ECLI:NL:HR:2017:101

Hoge Raad

Datum uitspraak
27 januari 2017
Publicatiedatum
26 januari 2017
Zaaknummer
16/03881
Instantie
Hoge Raad
Type
Uitspraak
Rechtsgebied
Bestuursrecht; Belastingrecht
Procedures
  • Cassatie
Vindplaatsen
  • Rechtspraak.nl
AI samenvatting door LexboostAutomatisch gegenereerd

Cassatie tegen uitspraak Gerechtshof Amsterdam inzake navorderingsaanslagen inkomstenbelasting en vermogensbelasting

In deze zaak heeft de Hoge Raad op 27 januari 2017 uitspraak gedaan in een cassatieprocedure tegen een uitspraak van het Gerechtshof Amsterdam. De zaak betreft een beroep in cassatie van de belanghebbende tegen de uitspraak van het Gerechtshof van 23 juni 2016, waarin het hoger beroep van de Inspecteur tegen een uitspraak van de Rechtbank Noord-Holland werd behandeld. De Rechtbank had zich eerder gebogen over de navorderingsaanslagen in de inkomstenbelasting en premie volksverzekeringen voor de jaren 1999 tot en met 2005, alsook over de navorderingsaanslag vermogensbelasting voor het jaar 2000 en de daarbij gegeven beschikkingen inzake heffingsrente.

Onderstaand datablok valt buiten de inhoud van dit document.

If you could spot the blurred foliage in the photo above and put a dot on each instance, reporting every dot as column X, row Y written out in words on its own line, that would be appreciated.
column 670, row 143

De belanghebbende heeft in cassatie twee middelen voorgesteld, maar de Hoge Raad oordeelde dat deze middelen niet tot cassatie konden leiden. De Hoge Raad stelde vast dat er geen noodzaak was voor nadere motivering, aangezien de middelen niet leidden tot beantwoording van rechtsvragen die van belang zijn voor de rechtseenheid of de rechtsontwikkeling. Dit betekent dat de Hoge Raad de eerdere uitspraken van de lagere rechters in stand liet.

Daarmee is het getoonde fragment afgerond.